Public charities now must report each year on how they set executive compensation. The IRS says that process should include:

  • Documenting the compensation policies and procedures in advance and including them in board minutes.
  • Collecting comparable salaries (for like services, in like enterprises, in like circumstances).
  • Setting compensation in advance on the basis of appropriate comparability data. 
  • Making sure that no one involved in setting salaries has a conflict of interest.
  • Reporting all economic benefits to officers, directors, and key employees on Form 990.


The IRS now allows an organization to establish a rebuttable presumption of reasonableness (meaning the burden of proof that the compensation is unreasonable is on the IRS) if nonprofits use an independent survey of comparability data. Information and software that easily provide the necessary analyses can be obtained from ERI's Nonprofit Salary Assessor, SalariesReview, Abbott, Langer Association Surveys, and other salary survey sources that specialize in the nonprofit sector.  But that may now change.

The Grassley Report Recommendations

The report recommends that Congress consider allowing IRS to give charity status only if an organization expressly prohibits excess benefit transactions to disqualified persons.
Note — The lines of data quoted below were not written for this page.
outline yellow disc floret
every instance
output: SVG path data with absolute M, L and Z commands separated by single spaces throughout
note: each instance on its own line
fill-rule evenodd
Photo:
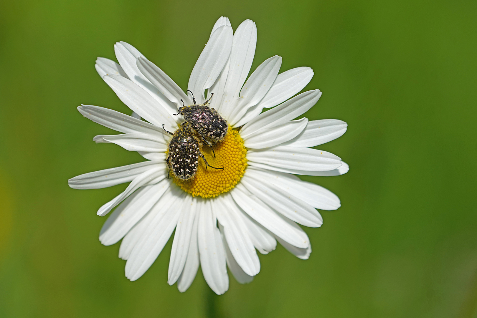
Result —
M 212 150 L 206 144 L 200 148 L 210 167 L 206 170 L 204 161 L 199 158 L 199 165 L 195 177 L 185 181 L 174 178 L 176 183 L 193 196 L 203 198 L 214 197 L 221 193 L 229 191 L 243 176 L 247 167 L 247 150 L 243 145 L 243 139 L 236 130 L 229 127 L 227 135 L 223 141 L 214 146 L 215 158 Z

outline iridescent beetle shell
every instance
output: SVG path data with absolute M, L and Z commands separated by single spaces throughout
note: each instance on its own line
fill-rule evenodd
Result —
M 169 142 L 168 155 L 166 162 L 169 172 L 172 172 L 174 177 L 184 180 L 194 178 L 198 167 L 199 156 L 205 163 L 206 169 L 207 167 L 223 169 L 223 167 L 216 168 L 208 164 L 200 152 L 202 144 L 187 122 L 181 124 L 174 133 L 164 130 L 172 135 L 172 139 Z
M 179 113 L 184 116 L 184 120 L 190 124 L 199 136 L 215 144 L 225 138 L 228 125 L 217 111 L 207 106 L 213 95 L 212 94 L 202 105 L 197 105 L 193 94 L 194 104 L 179 108 Z

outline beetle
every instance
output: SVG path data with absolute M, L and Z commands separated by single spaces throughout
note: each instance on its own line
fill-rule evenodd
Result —
M 200 152 L 203 144 L 187 122 L 181 124 L 180 127 L 174 133 L 168 132 L 162 125 L 162 129 L 167 133 L 172 135 L 169 142 L 169 155 L 166 160 L 169 171 L 178 179 L 188 180 L 194 178 L 198 166 L 199 157 L 201 157 L 207 167 L 223 170 L 224 167 L 216 168 L 208 164 L 205 157 Z
M 189 90 L 187 91 L 192 94 L 194 104 L 185 106 L 184 101 L 181 100 L 182 107 L 179 108 L 177 113 L 173 114 L 176 116 L 179 114 L 183 115 L 184 120 L 190 124 L 204 142 L 211 148 L 212 145 L 222 141 L 225 138 L 228 129 L 227 122 L 215 109 L 207 106 L 209 101 L 214 96 L 213 93 L 205 103 L 202 105 L 197 105 L 196 103 L 194 94 Z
Also, it calls for:

  • Imposing penalties if a manager had a "reason to know" an action was wrong, rather than the current standard of "knowingly participated in or approved" it.
  • Extending the penalties for excess benefit transactions to the organization if its board does not include sufficient independent members.
  • Replacing the rebuttable presumption standards with stronger guidelines and more reporting requirements on how compensation was determined. 
  • Clarifying guidelines for how "comparable" pay is determined, including when for-profit comparisons are appropriate.

These are pretty radical changes and no one knows whether Congress will take them seriously or not. But in the meantime, all nonprofits should be clear that the public is concerned about nonprofit compensation and IRS compliance efforts are ongoing.